Infrastruktur gerak: bangun jalur pejalan kaki, sepeda, dan taman aktif yang terang dan terawasi; siapkan kelas gerak komunitas gratis yang peka gender.
Inklusi disabilitas: wajibkan audit akses fisik/komunikasi; tambah juru bahasa isyarat; latih tenaga kesehatan anti-diskriminasi.
Layanan sekolah: tambah jam aktivitas fisik berkualitas; perluas program kesehatan gigi dan TTD; perkuat edukasi gizi berbasis menu lokal.
Perlindungan data: terapkan persetujuan terinformasi, audit akses, enkripsi; larang pemanfaatan data kesehatan untuk diskriminasi kerja.
Pembiayaan: alokasikan anggaran PTM dan fasilitas olahraga publik yang pro-perempuan dan disabilitas; gunakan skema kolaborasi lintas sektor.

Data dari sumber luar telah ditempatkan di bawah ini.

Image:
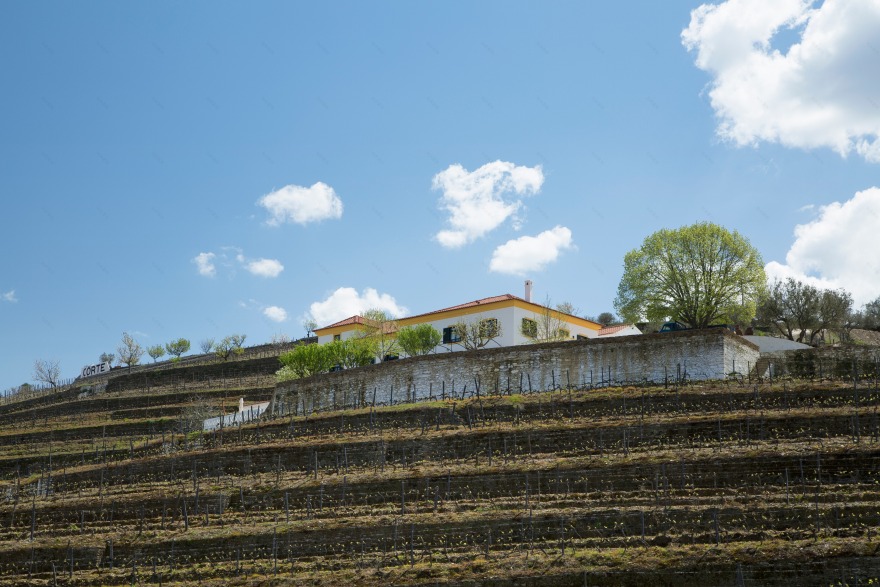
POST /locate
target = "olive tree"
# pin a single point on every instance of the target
(156, 352)
(229, 346)
(802, 312)
(381, 328)
(546, 326)
(304, 360)
(48, 372)
(129, 351)
(418, 340)
(477, 333)
(177, 347)
(699, 274)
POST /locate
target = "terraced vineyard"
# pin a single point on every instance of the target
(708, 484)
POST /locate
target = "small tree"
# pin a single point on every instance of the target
(352, 352)
(381, 328)
(606, 318)
(229, 346)
(309, 326)
(548, 326)
(418, 340)
(48, 372)
(156, 351)
(477, 334)
(871, 315)
(800, 311)
(177, 347)
(129, 352)
(304, 360)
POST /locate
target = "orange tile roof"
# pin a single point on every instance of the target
(480, 302)
(346, 322)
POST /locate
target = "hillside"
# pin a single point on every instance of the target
(707, 484)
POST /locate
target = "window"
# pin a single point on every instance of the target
(489, 327)
(450, 335)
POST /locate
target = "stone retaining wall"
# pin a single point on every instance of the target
(632, 360)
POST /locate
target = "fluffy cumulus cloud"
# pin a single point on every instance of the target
(838, 248)
(264, 267)
(205, 264)
(302, 205)
(531, 253)
(275, 313)
(479, 201)
(821, 91)
(231, 257)
(346, 301)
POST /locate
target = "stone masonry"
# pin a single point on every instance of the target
(584, 364)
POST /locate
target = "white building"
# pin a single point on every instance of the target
(513, 314)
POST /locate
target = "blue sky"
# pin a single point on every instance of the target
(297, 149)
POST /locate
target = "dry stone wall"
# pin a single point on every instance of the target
(633, 360)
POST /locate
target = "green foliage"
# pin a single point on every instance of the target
(605, 318)
(700, 275)
(798, 309)
(156, 351)
(177, 347)
(229, 346)
(129, 351)
(381, 329)
(477, 334)
(304, 360)
(418, 340)
(871, 315)
(353, 352)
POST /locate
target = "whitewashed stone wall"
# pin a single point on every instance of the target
(584, 364)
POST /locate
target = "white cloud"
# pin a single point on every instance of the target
(264, 267)
(275, 313)
(838, 248)
(479, 201)
(823, 91)
(205, 264)
(346, 301)
(299, 204)
(531, 253)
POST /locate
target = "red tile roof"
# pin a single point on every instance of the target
(346, 322)
(480, 302)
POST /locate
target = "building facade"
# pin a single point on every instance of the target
(520, 322)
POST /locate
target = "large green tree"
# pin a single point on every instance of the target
(700, 275)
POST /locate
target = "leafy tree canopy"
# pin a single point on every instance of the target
(419, 339)
(700, 275)
(177, 347)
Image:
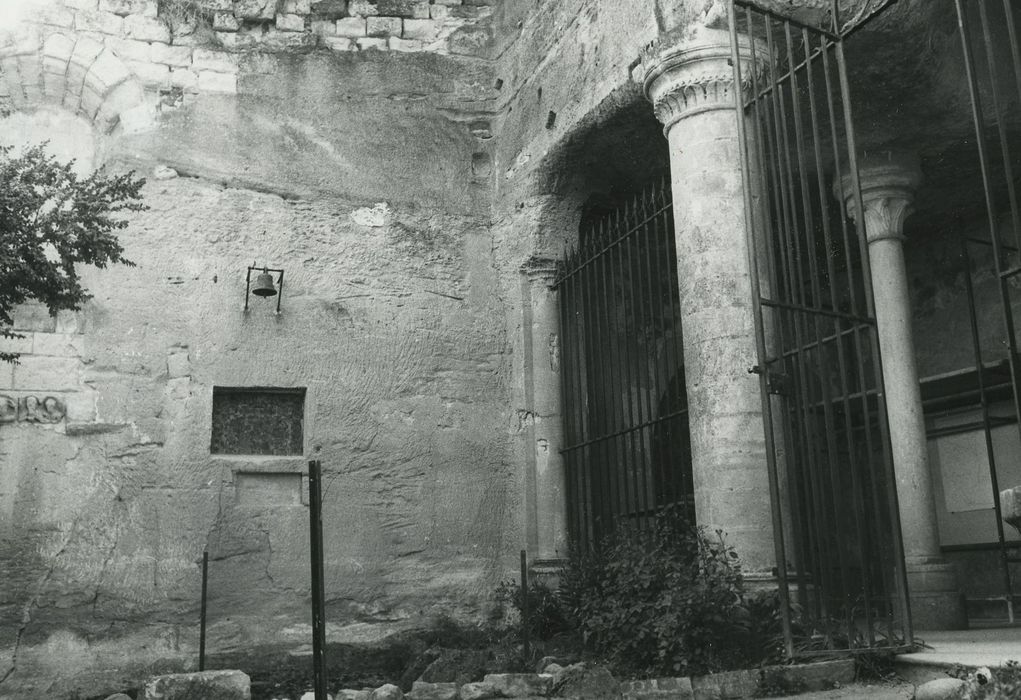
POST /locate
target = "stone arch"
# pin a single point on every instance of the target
(75, 72)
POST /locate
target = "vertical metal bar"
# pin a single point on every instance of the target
(627, 314)
(890, 482)
(986, 427)
(654, 308)
(526, 613)
(675, 428)
(618, 341)
(844, 397)
(1005, 296)
(201, 614)
(828, 501)
(318, 584)
(779, 550)
(804, 393)
(855, 284)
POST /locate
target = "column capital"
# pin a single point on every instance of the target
(540, 270)
(888, 184)
(693, 73)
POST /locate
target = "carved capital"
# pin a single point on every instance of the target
(540, 270)
(888, 184)
(694, 75)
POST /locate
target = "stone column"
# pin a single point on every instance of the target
(690, 85)
(544, 337)
(888, 184)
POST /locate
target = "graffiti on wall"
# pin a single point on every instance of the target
(31, 409)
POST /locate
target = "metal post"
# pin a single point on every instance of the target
(525, 613)
(319, 604)
(201, 614)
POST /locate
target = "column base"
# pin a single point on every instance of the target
(936, 602)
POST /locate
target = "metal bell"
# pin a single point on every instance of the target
(263, 286)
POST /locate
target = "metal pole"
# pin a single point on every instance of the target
(525, 650)
(315, 544)
(201, 614)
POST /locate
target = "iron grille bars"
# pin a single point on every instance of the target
(985, 64)
(626, 429)
(835, 512)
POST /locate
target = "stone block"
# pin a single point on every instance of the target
(384, 27)
(330, 9)
(210, 82)
(58, 344)
(107, 70)
(184, 79)
(404, 8)
(362, 8)
(340, 44)
(58, 47)
(151, 73)
(146, 29)
(103, 22)
(225, 21)
(324, 28)
(939, 689)
(35, 372)
(275, 39)
(175, 56)
(222, 685)
(290, 22)
(433, 691)
(405, 45)
(520, 685)
(146, 8)
(131, 49)
(256, 9)
(351, 27)
(220, 61)
(423, 30)
(33, 316)
(16, 345)
(80, 406)
(479, 691)
(55, 16)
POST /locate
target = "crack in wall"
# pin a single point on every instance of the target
(33, 602)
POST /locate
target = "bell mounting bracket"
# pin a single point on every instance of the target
(263, 268)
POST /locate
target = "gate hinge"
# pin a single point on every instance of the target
(776, 382)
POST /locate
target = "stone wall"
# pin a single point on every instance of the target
(357, 172)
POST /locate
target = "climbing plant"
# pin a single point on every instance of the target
(51, 220)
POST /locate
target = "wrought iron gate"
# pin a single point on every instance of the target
(839, 550)
(991, 54)
(626, 425)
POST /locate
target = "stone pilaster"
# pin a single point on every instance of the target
(691, 87)
(888, 184)
(544, 373)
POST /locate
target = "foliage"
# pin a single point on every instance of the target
(546, 616)
(667, 600)
(1000, 684)
(773, 683)
(51, 219)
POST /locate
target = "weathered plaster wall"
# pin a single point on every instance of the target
(359, 173)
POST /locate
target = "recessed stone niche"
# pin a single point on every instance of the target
(257, 420)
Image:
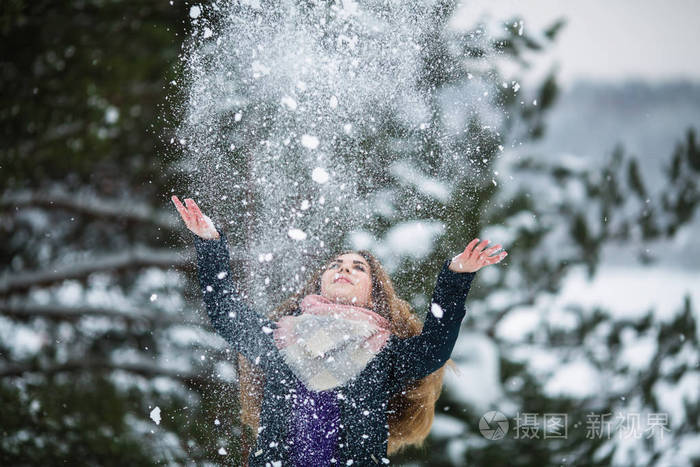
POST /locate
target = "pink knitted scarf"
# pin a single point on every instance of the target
(330, 343)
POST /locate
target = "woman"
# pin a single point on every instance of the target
(349, 375)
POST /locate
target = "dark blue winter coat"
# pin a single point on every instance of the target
(364, 400)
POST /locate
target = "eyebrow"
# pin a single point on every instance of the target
(355, 261)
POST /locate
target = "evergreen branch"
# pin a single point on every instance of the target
(125, 210)
(139, 257)
(67, 313)
(147, 370)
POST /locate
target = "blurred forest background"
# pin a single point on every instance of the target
(102, 329)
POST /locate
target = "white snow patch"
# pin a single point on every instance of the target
(291, 104)
(436, 310)
(447, 427)
(112, 115)
(296, 234)
(413, 238)
(310, 142)
(477, 380)
(319, 175)
(155, 415)
(408, 175)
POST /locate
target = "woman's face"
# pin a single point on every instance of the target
(348, 279)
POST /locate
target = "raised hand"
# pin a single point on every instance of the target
(474, 257)
(197, 222)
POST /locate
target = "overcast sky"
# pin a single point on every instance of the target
(607, 40)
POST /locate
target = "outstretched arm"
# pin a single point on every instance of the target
(418, 356)
(245, 330)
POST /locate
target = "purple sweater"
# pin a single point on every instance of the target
(314, 427)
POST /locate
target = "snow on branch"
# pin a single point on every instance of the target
(139, 257)
(94, 207)
(147, 370)
(68, 313)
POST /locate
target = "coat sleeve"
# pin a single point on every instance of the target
(248, 332)
(416, 357)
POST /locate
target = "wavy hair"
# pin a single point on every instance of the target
(411, 411)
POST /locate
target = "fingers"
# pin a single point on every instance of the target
(479, 248)
(497, 258)
(488, 252)
(178, 205)
(470, 247)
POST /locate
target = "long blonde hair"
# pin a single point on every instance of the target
(410, 412)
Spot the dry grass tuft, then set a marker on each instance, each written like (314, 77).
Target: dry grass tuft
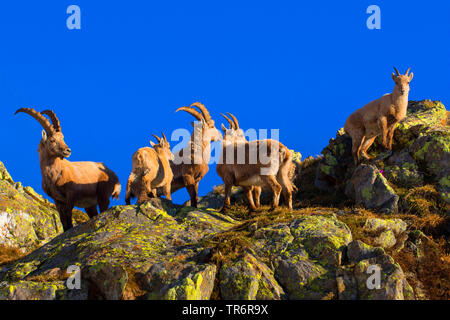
(10, 254)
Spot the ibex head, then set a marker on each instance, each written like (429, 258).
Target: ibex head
(234, 133)
(209, 130)
(52, 138)
(163, 146)
(402, 81)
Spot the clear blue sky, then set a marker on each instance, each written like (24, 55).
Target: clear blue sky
(300, 66)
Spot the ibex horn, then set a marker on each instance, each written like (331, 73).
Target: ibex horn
(232, 126)
(396, 71)
(40, 118)
(203, 109)
(157, 138)
(192, 111)
(53, 118)
(235, 121)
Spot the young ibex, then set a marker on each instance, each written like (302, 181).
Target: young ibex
(241, 171)
(191, 163)
(379, 117)
(151, 170)
(69, 184)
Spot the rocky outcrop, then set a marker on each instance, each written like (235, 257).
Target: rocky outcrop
(161, 251)
(371, 190)
(26, 218)
(421, 153)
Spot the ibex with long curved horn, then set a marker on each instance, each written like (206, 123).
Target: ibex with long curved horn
(191, 163)
(151, 170)
(252, 176)
(70, 184)
(379, 117)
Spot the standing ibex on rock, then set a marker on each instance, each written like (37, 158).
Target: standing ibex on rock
(69, 184)
(191, 163)
(379, 117)
(151, 170)
(253, 175)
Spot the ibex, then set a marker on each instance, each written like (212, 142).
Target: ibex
(69, 184)
(379, 117)
(242, 171)
(151, 170)
(191, 163)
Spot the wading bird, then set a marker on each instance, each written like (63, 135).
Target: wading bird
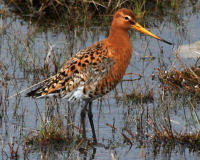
(96, 70)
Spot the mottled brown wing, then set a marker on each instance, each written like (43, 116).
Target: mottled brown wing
(87, 66)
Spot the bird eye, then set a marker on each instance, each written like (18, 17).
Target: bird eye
(126, 18)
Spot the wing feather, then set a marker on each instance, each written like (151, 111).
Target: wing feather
(87, 66)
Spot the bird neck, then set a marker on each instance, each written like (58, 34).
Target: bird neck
(119, 37)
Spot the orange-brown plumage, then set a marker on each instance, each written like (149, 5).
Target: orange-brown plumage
(96, 70)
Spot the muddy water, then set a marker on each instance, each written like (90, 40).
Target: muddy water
(23, 49)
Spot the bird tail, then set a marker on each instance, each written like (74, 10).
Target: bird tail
(35, 93)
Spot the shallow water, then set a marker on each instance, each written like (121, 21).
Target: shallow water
(23, 49)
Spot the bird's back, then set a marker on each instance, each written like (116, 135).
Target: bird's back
(79, 77)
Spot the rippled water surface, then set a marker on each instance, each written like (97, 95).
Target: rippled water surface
(23, 48)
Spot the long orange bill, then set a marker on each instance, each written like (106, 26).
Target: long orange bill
(138, 27)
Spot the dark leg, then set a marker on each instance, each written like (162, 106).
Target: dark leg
(90, 116)
(83, 120)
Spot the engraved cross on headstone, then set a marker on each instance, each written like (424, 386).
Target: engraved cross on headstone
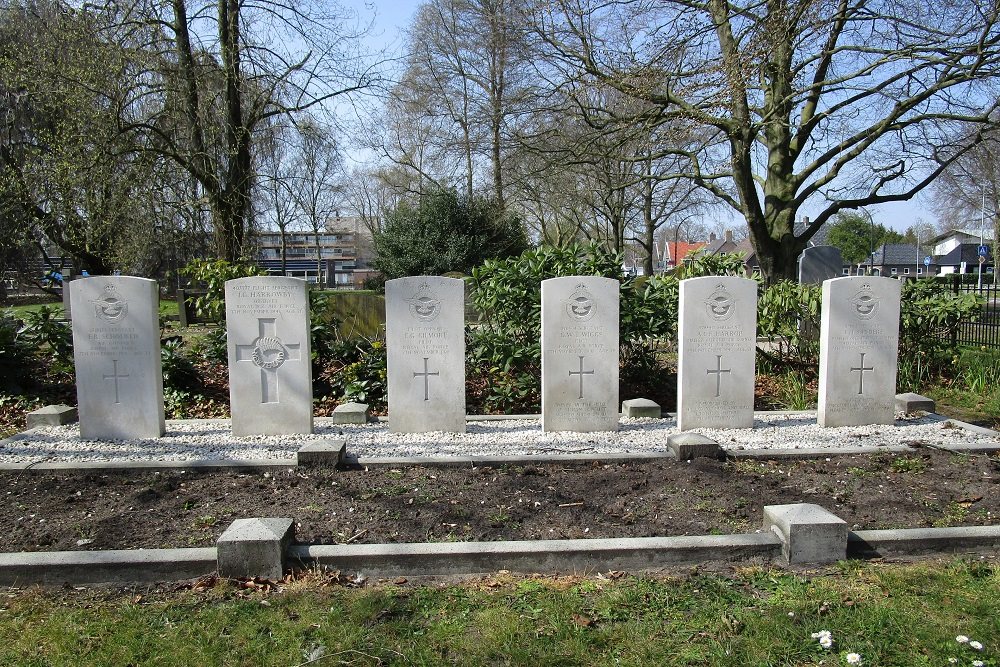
(426, 375)
(268, 352)
(861, 373)
(719, 370)
(581, 373)
(115, 376)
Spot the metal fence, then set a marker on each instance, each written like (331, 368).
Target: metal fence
(986, 329)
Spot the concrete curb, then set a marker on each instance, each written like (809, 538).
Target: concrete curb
(542, 556)
(103, 567)
(464, 558)
(922, 541)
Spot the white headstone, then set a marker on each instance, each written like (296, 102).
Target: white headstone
(858, 346)
(116, 347)
(270, 374)
(580, 354)
(717, 348)
(425, 347)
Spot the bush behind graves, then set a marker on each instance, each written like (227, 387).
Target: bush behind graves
(930, 313)
(212, 275)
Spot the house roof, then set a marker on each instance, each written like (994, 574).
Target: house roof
(900, 254)
(966, 252)
(677, 251)
(972, 233)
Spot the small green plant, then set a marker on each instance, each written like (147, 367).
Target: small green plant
(212, 275)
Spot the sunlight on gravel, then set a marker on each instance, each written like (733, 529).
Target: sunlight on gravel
(210, 440)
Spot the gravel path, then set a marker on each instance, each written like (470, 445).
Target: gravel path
(211, 440)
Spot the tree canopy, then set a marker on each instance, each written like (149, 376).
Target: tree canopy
(446, 232)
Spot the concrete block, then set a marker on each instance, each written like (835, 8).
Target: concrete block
(52, 415)
(255, 548)
(321, 452)
(809, 533)
(351, 413)
(641, 407)
(910, 402)
(687, 446)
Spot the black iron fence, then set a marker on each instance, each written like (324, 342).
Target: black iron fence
(986, 329)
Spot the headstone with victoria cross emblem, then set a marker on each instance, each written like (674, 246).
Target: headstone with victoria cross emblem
(858, 347)
(717, 345)
(116, 348)
(270, 375)
(425, 348)
(580, 354)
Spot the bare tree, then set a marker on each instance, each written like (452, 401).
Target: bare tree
(816, 104)
(217, 71)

Transport aman ke faskes: integrasikan angkutan umum/ojek aman dengan rujukan; sediakan kuota subsidi bagi lansia dan disabilitas.
Mekanisme pengaduan: buka kanal inklusif (teks, suara, video bahasa isyarat) dan SLA penanganan kasus; libatkan organisasi masyarakat sipil.
Pemantauan kolaboratif: lembagakan forum pemantau independen untuk mengawal hak kesehatan untuk semua dalam kebijakan dan implementasi.
Cakupan CKG menampilkan skala gerak publik dan kapasitas negara memperluas layanan dasar. Namun pemeriksaan massal hanya menjadi awal. Tantangan terbesarnya adalah menjembatani warga ke layanan lanjutan yang terjangkau, aman, dan bebas diskriminasi, sekaligus membangun lingkungan yang mendorong aktivitas fisik setiap hari. Pada titik inilah hak kesehatan untuk semua diuji: ketika kebijakan, anggaran, dan infrastruktur menyentuh mereka yang selama ini paling sulit mengakses layanan.